In ihrem Schutz entstand seit dem 15. Jahrhundert an einer parallel zur Niers nach Norden laufenden Straße (der heutigen Hauptstraße) die Dorfsiedlung "Neerstrat".

Die Dörfer Willich und Anrath siedelten sich dagegen um die dortigen Kirchen an - in erster Linie aus Bauernsöhnen, die auf dem väterlichen Hof kein Auskommen fanden und ein Handwerk ergriffen, um den Treffpunkt Kirchplatz zum Warenaustausch zu nutzen.

Wobei von den drei Dörfern Anrath noch am ehesten kleinstädtischen Charakter besaß, denn 1414 erhielt der Ort von Kaiser Sigismund das Marktrecht; um 1500 wird seine Befestigung mit Wall und Graben erwähnt.
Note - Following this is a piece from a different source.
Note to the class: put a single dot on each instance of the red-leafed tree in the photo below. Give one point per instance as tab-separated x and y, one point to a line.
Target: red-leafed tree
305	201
Aber die ältesten Namenformen weisen zurück auf eine Zeit, in der es diese Dörfer noch nicht gab: "Anrode" erinnert an die "Rodung", die die mittelalterlichen Siedler in den Wald schlugen.

Dort wurde die Kirche gebaut, die Jahrhunderte lang als Seelsorgezentrum für die umliegenden Bauernschaften diente. "Wylike" geht auf einen "Weiler" zurück, d.h. auf eine Gruppe von Gehöften um den alten erzbischöflichen Herrenhof nordwestlich der heutigen Parkstraße.

Im alten Unterbruch, dem heutigen Schiefbahn, machten die sumpfigen Gebiete am Rand eines verlandeten Rheinarms eine Besiedlung erst seit dem 12./13.Jahrhundert möglich.

Ein Schießstand ("Scheibenbahn"), der für die Schützen des Pfarrbezirks Anrath errichtet worden war, gab dem Dorf, das etwa seit 1500 entlang einer alten Heerstraße entstand, seinen Namen.